So I spent much of today drawing the same pattern in different school books and musing different things. I spend way too much time wondering how I got here. Why am I still here? How did this happen? Did I do something? How can I change that? Is it fixable? Am I stuck? Will it get better? Do I have to hurt like this? Is the hiding necessary? What about the lies? How many people do I need to hurt? How many scars will I have before it's a distant memory? Will I ever want to eat again? Will my body ever heal? Will I be incapacitated forever? For how much longer can I hold on before I finally let go?

So many questions, so little answers. For how long can I suffer before I slip right off the edge? It's kind of like I'm already hanging by a thread. Specially after last week. It's really hard to go on with it all after that. I can't pick myself up this time. I feel really down and I'm tired, so tired. The fighting really does it you know. You get tired and you pick fights with the people around you. And the people around start to get iffy around you and pretty soon you're no longer sure who is there for you and who is not.

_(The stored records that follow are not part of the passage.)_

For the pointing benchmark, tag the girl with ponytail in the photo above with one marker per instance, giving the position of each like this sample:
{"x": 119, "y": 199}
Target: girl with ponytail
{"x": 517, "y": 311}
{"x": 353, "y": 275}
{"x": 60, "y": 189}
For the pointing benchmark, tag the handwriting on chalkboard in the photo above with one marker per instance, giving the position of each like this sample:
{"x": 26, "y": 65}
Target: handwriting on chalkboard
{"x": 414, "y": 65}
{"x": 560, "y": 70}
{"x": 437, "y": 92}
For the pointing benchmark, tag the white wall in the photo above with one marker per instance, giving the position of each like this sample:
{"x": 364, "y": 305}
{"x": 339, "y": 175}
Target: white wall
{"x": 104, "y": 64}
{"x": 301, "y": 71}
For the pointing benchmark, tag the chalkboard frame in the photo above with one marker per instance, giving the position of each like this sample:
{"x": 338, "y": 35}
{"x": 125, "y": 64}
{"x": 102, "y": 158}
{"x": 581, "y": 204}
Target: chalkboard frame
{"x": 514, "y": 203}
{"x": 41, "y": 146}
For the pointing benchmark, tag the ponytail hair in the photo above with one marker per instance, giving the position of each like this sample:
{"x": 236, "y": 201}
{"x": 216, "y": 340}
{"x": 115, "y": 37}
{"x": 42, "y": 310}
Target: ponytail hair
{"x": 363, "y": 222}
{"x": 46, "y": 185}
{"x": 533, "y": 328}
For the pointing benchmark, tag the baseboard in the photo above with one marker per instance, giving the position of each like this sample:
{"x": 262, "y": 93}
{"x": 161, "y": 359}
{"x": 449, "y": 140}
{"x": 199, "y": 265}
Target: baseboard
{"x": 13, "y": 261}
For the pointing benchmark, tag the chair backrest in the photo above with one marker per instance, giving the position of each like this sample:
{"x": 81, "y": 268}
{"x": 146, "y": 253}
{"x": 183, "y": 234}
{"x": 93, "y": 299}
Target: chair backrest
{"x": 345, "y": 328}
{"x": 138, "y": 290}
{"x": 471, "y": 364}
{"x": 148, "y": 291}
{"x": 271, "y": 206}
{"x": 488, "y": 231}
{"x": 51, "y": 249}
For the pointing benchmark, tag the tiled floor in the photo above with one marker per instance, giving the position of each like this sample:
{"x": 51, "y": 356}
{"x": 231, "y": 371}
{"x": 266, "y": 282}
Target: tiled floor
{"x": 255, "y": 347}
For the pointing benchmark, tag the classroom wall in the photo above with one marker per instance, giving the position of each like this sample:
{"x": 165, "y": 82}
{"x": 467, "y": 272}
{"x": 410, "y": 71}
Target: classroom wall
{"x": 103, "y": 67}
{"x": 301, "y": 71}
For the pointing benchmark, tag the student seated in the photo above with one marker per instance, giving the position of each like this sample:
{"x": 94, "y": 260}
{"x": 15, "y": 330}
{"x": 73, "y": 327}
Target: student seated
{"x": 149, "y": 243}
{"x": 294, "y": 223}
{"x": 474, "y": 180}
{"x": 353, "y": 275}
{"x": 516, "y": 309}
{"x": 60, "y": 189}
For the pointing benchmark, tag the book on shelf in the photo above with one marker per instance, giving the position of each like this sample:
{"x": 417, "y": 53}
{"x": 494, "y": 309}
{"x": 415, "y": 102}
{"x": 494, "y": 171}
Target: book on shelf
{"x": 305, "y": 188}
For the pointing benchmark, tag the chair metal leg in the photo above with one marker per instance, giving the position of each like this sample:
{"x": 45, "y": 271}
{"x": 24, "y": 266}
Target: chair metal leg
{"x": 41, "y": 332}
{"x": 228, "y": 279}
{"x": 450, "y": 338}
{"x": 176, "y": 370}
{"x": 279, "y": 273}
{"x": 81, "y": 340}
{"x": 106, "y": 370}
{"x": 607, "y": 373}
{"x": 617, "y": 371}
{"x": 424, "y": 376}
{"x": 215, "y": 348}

I know a few people who are there for me, but I am still reluctant to bring this stuff up. They stop responding after awhile and you do feel like no one is listening, so you think twice about bringing it up again. And I feel really bad sometimes, because nobody ever knows what to say. What do you say?

"Oh hey, I'm thinking about killing myself tonight."
" :S"

Yeah, that's pretty much it. And it's the same deal for self harm, self esteem, body image etc etc. Who wants to be here anyway?